床暖房の故障で自動車の頭金がなくなった

あっという間に我が家は築20年となっていた。建物本体には、必要以上にお金をかけた。重量木骨を使い、さらには、木造3階建てにも関わらず、綿密な構造計算を行う工法で、ともかく頑丈だ。

ところが、付帯設備には、機械なりの寿命があるらしい。まずは、3つあるトイレのウォシュレット、勝手に10年をすぎると、ランプが点滅する。機能には問題ない。メーカーに電話をかけると、10年で点検作業の時期を知らせる機能が組み込まれている、という。機能に問題ないので、無視した。一台2万円の点検経費がかかるというのだ。

次は床暖房、リビングが30畳と広いので、エアコンだけでは、全体が温まらない。妻と私だけなら、エアコンとストーブで十分だが、2人の孫が来る正月以降は、なんとかしたい。

石油式床暖房は寿命を迎えていたようだ。保温液が漏れており、安全装置が働き、すぐに止まってしまう。ハウスメーカーに電話すると、なんと、潰れていた。大手床暖房メーカーの本社は山口県にある。電話しても点検まで、何週間もかかる、という。

めんどくさい、懇意にしている大手ガスメーカーの販売店に電話した。石油床暖房は時代遅れで、変えることはできるが、値段がガスと比較して倍以上かかる。今時、石油床暖房を使っている家庭は極端に減っている。ガスは危険そうで避けたのだが、最近は安全装置が、石油以上、敏感になっており、危険はない、という言葉を信じて、本体ごと、ガス床暖房に変えた。

改めて、床暖房の威力を知った。温度を一定にして、回していると、ストーブもエアコンもいらない。私の家の場合、1階と2階に温水が汲み上がっているので3階も自動的に温まる。

問題は値段だ。
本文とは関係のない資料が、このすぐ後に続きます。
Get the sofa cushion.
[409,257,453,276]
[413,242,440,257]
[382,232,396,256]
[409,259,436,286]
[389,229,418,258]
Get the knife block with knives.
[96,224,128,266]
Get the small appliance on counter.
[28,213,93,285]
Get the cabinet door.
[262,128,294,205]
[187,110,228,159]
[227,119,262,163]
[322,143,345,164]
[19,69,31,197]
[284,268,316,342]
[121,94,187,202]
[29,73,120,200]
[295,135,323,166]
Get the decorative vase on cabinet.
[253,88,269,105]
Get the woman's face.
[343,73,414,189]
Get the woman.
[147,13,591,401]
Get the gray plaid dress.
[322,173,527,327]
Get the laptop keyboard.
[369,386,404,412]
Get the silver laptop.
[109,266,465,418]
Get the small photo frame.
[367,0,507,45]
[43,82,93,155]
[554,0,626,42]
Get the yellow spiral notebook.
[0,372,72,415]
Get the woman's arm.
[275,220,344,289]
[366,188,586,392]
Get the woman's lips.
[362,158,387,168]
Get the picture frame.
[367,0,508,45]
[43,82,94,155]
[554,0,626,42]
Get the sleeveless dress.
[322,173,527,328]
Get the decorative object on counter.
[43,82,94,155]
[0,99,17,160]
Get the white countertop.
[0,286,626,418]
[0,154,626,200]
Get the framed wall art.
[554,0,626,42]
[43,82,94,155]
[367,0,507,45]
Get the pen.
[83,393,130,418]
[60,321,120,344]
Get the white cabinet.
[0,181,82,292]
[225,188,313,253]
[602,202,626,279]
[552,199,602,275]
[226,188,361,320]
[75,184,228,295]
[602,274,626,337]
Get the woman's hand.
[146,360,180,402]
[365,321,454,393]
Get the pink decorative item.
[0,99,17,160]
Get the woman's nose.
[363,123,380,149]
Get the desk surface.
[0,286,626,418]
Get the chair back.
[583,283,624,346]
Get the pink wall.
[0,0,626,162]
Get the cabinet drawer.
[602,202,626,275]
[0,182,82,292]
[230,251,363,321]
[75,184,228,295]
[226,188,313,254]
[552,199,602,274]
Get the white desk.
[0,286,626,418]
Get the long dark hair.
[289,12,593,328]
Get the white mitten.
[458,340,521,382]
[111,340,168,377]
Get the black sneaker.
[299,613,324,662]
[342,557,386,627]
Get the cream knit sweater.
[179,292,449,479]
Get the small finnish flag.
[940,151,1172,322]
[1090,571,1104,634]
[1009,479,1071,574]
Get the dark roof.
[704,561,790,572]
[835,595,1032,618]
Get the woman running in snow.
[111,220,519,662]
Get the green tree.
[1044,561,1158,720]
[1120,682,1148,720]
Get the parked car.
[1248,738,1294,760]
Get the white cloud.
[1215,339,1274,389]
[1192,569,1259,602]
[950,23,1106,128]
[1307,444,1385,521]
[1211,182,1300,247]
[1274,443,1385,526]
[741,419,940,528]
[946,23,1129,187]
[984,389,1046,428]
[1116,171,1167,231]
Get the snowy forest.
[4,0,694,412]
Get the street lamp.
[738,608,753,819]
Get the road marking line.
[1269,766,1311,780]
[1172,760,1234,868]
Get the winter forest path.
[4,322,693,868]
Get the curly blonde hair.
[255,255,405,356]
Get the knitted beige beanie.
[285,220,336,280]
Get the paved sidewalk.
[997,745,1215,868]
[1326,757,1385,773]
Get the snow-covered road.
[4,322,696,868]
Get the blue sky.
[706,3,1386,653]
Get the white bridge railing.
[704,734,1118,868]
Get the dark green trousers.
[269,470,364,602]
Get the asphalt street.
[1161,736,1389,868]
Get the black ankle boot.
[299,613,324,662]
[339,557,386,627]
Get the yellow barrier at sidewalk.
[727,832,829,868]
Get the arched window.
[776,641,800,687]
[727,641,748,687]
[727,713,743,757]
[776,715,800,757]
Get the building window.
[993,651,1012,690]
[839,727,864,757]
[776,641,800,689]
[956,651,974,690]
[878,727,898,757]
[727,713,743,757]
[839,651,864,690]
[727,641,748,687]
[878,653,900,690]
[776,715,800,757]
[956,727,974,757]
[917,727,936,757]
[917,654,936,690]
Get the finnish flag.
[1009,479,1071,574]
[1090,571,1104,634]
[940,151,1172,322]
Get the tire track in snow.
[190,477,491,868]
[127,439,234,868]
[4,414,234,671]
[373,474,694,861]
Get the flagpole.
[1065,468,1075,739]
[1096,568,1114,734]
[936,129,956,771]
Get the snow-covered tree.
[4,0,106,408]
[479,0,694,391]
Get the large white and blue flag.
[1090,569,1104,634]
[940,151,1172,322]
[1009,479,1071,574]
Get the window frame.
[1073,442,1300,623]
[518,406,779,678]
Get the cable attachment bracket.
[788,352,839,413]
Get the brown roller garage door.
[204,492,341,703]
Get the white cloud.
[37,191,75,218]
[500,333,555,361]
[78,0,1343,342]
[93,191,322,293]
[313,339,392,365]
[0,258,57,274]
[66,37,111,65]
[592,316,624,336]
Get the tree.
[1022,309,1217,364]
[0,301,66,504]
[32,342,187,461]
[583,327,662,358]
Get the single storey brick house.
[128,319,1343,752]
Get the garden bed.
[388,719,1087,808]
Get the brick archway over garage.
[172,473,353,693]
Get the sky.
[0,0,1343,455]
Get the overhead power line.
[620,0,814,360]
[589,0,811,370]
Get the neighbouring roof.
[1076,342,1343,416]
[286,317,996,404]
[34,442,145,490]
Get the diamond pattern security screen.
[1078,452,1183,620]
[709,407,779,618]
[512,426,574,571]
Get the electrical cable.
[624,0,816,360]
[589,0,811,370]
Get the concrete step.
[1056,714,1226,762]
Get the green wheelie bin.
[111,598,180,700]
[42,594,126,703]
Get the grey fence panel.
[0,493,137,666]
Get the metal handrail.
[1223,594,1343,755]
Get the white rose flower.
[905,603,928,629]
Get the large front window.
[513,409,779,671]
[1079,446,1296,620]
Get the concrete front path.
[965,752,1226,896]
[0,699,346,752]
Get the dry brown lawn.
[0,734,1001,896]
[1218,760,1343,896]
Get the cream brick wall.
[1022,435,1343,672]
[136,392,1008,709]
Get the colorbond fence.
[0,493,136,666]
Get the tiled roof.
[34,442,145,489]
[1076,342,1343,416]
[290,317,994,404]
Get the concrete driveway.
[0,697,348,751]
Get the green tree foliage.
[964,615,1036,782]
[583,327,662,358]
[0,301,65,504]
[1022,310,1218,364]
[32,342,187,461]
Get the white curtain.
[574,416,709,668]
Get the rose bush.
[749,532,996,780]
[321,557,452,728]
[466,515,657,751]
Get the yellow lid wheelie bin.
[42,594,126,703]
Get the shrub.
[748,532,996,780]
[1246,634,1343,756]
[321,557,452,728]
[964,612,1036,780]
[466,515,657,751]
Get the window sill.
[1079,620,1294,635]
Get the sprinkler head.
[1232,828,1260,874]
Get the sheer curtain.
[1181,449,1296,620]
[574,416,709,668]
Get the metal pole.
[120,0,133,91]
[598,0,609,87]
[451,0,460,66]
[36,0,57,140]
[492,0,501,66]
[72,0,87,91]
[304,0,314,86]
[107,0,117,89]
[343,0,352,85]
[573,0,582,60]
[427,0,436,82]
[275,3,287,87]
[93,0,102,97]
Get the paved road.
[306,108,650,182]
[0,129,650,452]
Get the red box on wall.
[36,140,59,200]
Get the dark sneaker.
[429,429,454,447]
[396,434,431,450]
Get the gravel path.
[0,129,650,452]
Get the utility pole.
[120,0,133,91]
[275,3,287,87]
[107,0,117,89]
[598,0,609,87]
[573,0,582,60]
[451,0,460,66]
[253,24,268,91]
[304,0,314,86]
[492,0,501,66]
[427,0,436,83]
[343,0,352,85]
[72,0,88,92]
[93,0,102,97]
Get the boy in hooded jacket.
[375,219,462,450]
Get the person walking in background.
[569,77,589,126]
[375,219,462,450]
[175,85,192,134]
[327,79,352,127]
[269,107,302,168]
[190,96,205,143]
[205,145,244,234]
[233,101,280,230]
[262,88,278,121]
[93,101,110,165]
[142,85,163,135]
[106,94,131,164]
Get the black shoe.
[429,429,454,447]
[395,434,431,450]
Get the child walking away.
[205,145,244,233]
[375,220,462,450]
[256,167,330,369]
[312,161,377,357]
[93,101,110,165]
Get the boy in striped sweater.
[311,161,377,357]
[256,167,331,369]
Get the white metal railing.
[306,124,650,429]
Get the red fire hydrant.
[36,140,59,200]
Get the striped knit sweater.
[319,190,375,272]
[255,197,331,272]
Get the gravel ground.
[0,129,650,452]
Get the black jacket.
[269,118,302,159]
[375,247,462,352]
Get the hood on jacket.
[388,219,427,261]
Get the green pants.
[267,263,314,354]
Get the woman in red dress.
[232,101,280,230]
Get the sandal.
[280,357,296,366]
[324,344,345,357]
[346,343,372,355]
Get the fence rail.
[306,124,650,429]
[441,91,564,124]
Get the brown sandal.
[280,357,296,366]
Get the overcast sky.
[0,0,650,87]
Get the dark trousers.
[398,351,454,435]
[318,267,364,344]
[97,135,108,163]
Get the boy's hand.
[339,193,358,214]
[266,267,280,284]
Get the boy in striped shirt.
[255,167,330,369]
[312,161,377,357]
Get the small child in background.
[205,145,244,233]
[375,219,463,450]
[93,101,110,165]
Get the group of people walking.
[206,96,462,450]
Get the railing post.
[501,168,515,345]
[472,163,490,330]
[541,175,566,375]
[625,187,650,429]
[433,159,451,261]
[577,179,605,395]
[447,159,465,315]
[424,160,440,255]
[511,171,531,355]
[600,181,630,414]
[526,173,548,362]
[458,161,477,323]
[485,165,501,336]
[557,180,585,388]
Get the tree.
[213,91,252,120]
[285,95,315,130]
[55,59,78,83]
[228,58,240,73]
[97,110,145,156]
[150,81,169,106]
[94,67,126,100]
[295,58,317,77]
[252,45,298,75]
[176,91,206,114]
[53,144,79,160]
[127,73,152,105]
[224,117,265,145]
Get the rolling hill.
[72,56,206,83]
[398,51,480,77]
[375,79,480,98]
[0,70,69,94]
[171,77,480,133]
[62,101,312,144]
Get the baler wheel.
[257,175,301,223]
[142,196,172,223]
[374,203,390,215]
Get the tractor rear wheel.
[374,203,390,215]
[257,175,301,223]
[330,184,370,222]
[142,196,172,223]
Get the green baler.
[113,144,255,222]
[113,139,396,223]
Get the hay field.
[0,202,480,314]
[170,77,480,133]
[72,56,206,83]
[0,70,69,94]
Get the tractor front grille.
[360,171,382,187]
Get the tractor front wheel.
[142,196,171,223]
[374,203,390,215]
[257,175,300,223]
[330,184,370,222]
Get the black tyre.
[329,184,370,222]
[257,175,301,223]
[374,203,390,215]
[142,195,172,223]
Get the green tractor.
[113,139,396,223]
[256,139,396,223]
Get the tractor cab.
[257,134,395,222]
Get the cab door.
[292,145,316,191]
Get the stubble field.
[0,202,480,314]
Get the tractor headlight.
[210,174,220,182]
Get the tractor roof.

20万円強の出費となった。13万キロを超える私のワーゲンアップを買い替えようとしていて貯めていたお金は床暖房になってしまった。

それなりの設の家に住むには、それなりの経費がかかる。収入が安定しない自営業の私には、不相応なのだ。安定した収入で慎ましく暮らすサラリーマンや公務員が羨ましい。自分で選んだ職業で、さらには、自分で選んだライフスタイルだが、歳をとると、どこまで続くか、不安にもなる。